What first drew you to study at Mareel?
The BA Hons in Applied music offered through UHI/Mareel gave me the opportunity to undertake a full-time music degree while remaining in Shetland. Moving away when you have family and work commitments is not an option so this was an ideal opportunity for me to pursue my goals of gaining some formal music education. The facilities at Mareel were fantastic to use during our Shetland residency weeks and we were able to collaborate with the film students based at Mareel in writing soundtracks.
What are you up to these days?
I have just finished the first year of a part time MEd in Learning and Teaching in the Performing Arts. This is a three-year course with the Royal Conservatoire of Scotland which is really helping me reflect upon and develop my educational practice as well as pushing me on to break more boundaries in my musicianship. It’s a challenging course involving a great deal of practice-based research and my hope is that I can research and develop new interventions to benefit both learners and teachers.
I am currently working as a voice and flute instructor for Shetland Islands Council and have a number of private pupils also. I really enjoyed doing some associate tutor work for UHI over the past year. I lead the Wellbeing Choir for Shetland Arts and have taken this online through Facebook Live during the period of Lockdown. I’m currently working on a project with Shetland Arts making a series of short films to take wellbeing singing into care homes and to those who are more isolated in our community. I also devise and deliver pre-school music sessions for children aged 2-4 years, which is a total joy.
I am involved with a Glasgow-based contemporary music collective called CoMA (Contemporary music for all) and have been fortunate to work alongside professional players and composers as part of this. I’m delighted to have been invited to join their committee and will be taking up this role from August. CoMA has started a whole new adventure for me in music-making, exploring experimental and exciting ways to score and make music as an ensemble. Our most recent project resulted in a brand new co-composed piece, recording entirely online over video conference.
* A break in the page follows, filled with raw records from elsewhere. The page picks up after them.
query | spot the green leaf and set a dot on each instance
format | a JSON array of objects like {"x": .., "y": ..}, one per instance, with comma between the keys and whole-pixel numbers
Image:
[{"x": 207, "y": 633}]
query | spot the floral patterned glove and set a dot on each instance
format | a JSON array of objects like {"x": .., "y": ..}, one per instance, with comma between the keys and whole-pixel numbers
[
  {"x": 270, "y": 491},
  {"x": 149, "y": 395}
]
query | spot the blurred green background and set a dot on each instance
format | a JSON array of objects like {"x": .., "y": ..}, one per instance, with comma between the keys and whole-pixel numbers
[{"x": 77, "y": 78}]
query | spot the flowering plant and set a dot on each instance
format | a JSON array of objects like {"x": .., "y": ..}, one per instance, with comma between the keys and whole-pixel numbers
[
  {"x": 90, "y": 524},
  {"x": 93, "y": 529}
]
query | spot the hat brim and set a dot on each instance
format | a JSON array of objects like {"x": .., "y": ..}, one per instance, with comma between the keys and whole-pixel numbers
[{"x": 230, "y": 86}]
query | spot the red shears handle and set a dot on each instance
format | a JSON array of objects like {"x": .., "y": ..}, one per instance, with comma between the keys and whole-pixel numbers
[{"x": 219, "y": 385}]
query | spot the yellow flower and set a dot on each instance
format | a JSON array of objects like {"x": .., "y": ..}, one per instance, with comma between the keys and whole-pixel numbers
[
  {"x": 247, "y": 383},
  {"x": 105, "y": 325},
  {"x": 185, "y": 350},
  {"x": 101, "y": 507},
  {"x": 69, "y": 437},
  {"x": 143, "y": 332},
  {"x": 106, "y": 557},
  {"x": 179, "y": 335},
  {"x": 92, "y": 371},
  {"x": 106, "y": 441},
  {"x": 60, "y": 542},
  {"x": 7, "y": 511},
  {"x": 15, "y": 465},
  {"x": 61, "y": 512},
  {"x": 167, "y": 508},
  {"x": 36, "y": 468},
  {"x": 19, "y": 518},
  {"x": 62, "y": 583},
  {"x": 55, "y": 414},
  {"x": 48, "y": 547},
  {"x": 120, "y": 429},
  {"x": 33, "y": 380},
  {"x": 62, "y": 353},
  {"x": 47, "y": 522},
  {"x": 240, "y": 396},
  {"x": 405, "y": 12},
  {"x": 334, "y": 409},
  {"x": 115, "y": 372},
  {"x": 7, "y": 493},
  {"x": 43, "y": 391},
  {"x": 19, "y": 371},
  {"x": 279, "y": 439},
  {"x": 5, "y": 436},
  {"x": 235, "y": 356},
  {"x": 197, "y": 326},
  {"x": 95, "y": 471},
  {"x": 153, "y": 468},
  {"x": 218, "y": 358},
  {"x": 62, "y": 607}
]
It was so refreshing to use an online platform as part of the composition and performance process rather than it imposing the limits we normally associate with latency issues. I continue to compose new (mostly orchestral) music.
Is there one bit of knowledge you gained from your time with us that you'll always remember?
How to be adaptable – throughout my course I worked with musicians from different backgrounds and genres in a variety of settings (both online and face-to-face). Many positive experiences come out of developing that level of adaptability.
What advice would you give to people looking to start their careers in music?
I am passionate about everyone having access to the arts and so have been careful to look out for what skills are required for community arts contracts and educational work. If you don’t yet have the skills that are seen as essential then you absolutely have to find a way to acquire those skills, which might mean thinking carefully about your module choices throughout your studies for example or taking extra lessons in a particular skill. I would also say that you should be aware of your rights: you should never be out of pocket to gain experience. Having a mixture of employed and self-employed has worked for me. My part-time employment gives me a great deal of security while I still have time to pursue community projects, to continue my studies, to compose new music and enjoy some ensemble playing.
When you're not making music, who are you listening to right now?
This afternoon I’m listening to a piece called “The Dreaming Tree” by Ewan MacKay – a wonderfully talented, young composer. It’s for solo flute – the solo is played by the fabulous Jillian Hunter. Both are fellow UHI Applied Music graduates who I am fortunate enough to count among my friends.